I had a star schema and an XML document of creamy data to stuff inside. What’s the best approach to updating the dimension tables with new values? There are many tried and true approaches to evaluate.
Let’s take the specific case of the Referers table. This table stores a RefererID, and a Referer string. I have an XML document full of Request elements, each with a Referer attribute. I needed to look at each element and find any Referer values that do not exist in the database to insert only new values.

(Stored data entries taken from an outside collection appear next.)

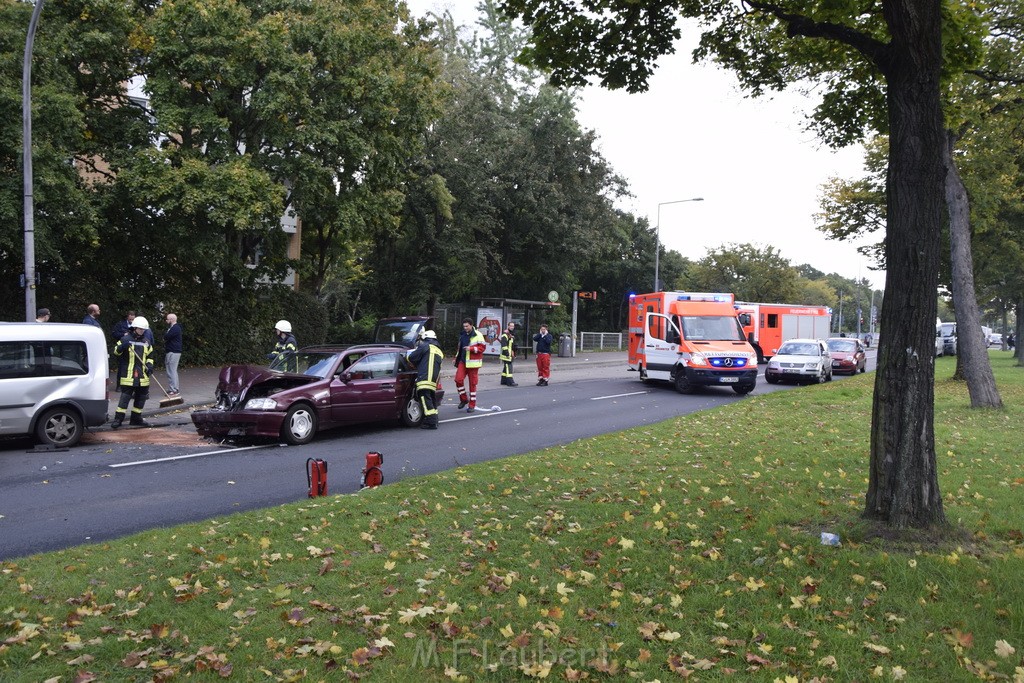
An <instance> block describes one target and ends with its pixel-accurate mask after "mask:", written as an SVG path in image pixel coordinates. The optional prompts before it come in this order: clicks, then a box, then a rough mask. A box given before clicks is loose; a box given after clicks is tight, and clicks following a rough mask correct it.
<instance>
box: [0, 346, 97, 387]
mask: <svg viewBox="0 0 1024 683" xmlns="http://www.w3.org/2000/svg"><path fill="white" fill-rule="evenodd" d="M88 372H89V355H88V353H87V352H86V349H85V342H80V341H18V342H0V380H2V379H15V378H19V377H60V376H66V375H86V374H87V373H88Z"/></svg>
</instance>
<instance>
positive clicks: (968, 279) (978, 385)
mask: <svg viewBox="0 0 1024 683" xmlns="http://www.w3.org/2000/svg"><path fill="white" fill-rule="evenodd" d="M955 140H956V138H955V135H954V134H953V132H952V131H947V132H946V144H945V147H944V150H945V159H946V208H947V210H948V211H949V251H950V262H951V263H952V289H953V308H954V309H955V310H956V356H957V357H956V374H957V375H963V378H964V379H965V380H967V389H968V393H970V394H971V408H1002V400H1001V399H1000V398H999V391H998V389H996V388H995V377H994V376H993V375H992V366H991V365H990V364H989V362H988V340H987V339H985V338H984V337H983V336H982V334H981V311H980V310H979V309H978V299H977V297H976V296H975V292H974V258H973V257H972V256H971V205H970V203H969V202H968V197H967V187H965V186H964V179H963V178H962V177H961V174H959V169H957V168H956V160H955V158H954V157H953V145H954V144H955Z"/></svg>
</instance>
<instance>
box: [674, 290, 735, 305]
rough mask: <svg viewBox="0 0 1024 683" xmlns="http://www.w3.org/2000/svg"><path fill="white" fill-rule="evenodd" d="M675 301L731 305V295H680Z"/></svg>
mask: <svg viewBox="0 0 1024 683" xmlns="http://www.w3.org/2000/svg"><path fill="white" fill-rule="evenodd" d="M676 301H720V302H725V303H732V301H733V299H732V295H731V294H712V293H709V292H693V293H690V294H680V295H679V296H678V297H676Z"/></svg>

<Request Date="2005-11-15T07:59:59Z"
Uri="/Articles/rss.aspx"
Referer=""
Status="200"
ResponseTime="609"
/>
One approach would be to parse the file, lookup each referrer in the database, and execute an INSERT statement if the value isn’t found. This approach uses at least two database roundtrips per request, so processing a large number of records will crawl.
Another approach is to pass the entire document to SQL Server 2005 and work with the new XML capabilities.
CREATE PROCEDURE [Stats].[ImportReferers]
@WebStatistics AS XML
AS
BEGIN
SET NOCOUNT ON;
WITH XMLNAMESPACES(DEFAULT 'https://odetocode.com/wfStatsImport.xsd')
INSERT INTO Stats.Referers
SELECT DISTINCT request.value('@Referer', 'varchar(900)')
FROM @WebStatistics.nodes('//Request') AS Request(request)
LEFT JOIN Stats.Referers R ON
R.Referer = request.value('@Referer', 'varchar(900)')
WHERE R.Referer IS NULL
END
In SQL 2005 there are at least two approaches to transforming XML into a rowset. Once approach is OPENXML, but the code still gets a messy with pre and post-processing. A cleaner approach is to take advantage of the native XML data type in 2005, which offers query(), value(), exist(), modify() and nodes() methods. The nodes() method is just what I needed to transform XML elements into a relational table. The value() method can pull out an attribute to act like a column. All I needed then was a LEFT JOIN to find just the Referer values that didn’t already exist. Performance has been acceptable for a server running on Virtual PC.